No quality of life for working parents
I am a tax-paying citizen living in Maynooth, in the constituency of Kildare North. I am also a working mum and that, coupled with the huge commute every day, is soul-destroying. Being banished to the counties in order to afford a house is sucking the soul out of family life. Thousands of families are just like me. To be honest, I don't have a family life, or a quality of life. My son sees me for 30 mins in the morning and not in the evening, because he's already in bed by the time i make my gigantic trek from the city to home. My choices are stark – I can choose to drive and spend three hours of a round trip sitting on the N4 or I can get a train and spend three hours walking to the station and on the train, not to mention the inevitable delays and breakdowns, and standing in a stuffed carriage for almost an hour. ‘Cattle' and ‘truck' are two words that come to mind. In fact, health and safety would have something to say if animals were treated like us.

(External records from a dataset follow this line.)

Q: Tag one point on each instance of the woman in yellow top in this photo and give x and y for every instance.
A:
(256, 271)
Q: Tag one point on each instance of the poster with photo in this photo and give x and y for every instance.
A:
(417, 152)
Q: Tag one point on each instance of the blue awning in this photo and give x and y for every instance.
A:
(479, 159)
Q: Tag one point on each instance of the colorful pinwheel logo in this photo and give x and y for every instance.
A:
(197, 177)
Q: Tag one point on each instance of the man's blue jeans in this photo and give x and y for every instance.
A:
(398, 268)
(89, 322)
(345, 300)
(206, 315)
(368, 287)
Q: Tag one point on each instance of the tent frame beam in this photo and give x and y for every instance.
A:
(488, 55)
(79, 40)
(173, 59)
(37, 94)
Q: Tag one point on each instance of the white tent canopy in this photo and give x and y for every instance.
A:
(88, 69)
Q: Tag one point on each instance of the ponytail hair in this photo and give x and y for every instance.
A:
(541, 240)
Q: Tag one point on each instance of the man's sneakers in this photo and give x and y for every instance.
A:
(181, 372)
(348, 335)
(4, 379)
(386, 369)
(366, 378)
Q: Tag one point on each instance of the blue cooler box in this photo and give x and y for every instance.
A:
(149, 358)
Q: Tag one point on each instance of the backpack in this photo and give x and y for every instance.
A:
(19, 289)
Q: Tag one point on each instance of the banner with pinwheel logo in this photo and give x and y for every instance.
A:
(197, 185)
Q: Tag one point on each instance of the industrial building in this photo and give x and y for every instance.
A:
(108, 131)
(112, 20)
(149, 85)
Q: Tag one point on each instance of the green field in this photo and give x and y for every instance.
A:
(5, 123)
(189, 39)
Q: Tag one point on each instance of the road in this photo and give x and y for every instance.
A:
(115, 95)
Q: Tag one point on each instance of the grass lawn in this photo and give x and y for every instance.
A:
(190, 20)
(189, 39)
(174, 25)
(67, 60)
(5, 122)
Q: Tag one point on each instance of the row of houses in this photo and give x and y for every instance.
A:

Why can't the government do something about the issue of helping parents with the cost of childcare? Tax relief on what we pay is all I ask. Yes, we get €1,000 per year but my childcare costs almost this much a month! And that is every month, every year until my son goes to school. I consider it a second mortgage, without the tax relief.
The government is going to get hammered on the doorsteps on this issue. I already see other like-minded women and men banding together. Cross, angry, frustrated, they can't wait for that FF knock on the door.
I pay, on average, €800 a month on tax. I get very little for my contribution to the economy. I have private healthcare and don't use the public system – not because I don't want to, but because those waiting lists are so long.
Sometimes I wonder if I would be better off resigning my job and becoming a welfare mother. The thoughts of no commuting stress... bliss. The thoughts of being able to spend time raising my beautiful baby... bliss. But I didn't train for years and work for years to climb to the top of my career ladder to give it away.
So I battle on, like thousands of other working parents, angry and frustrated.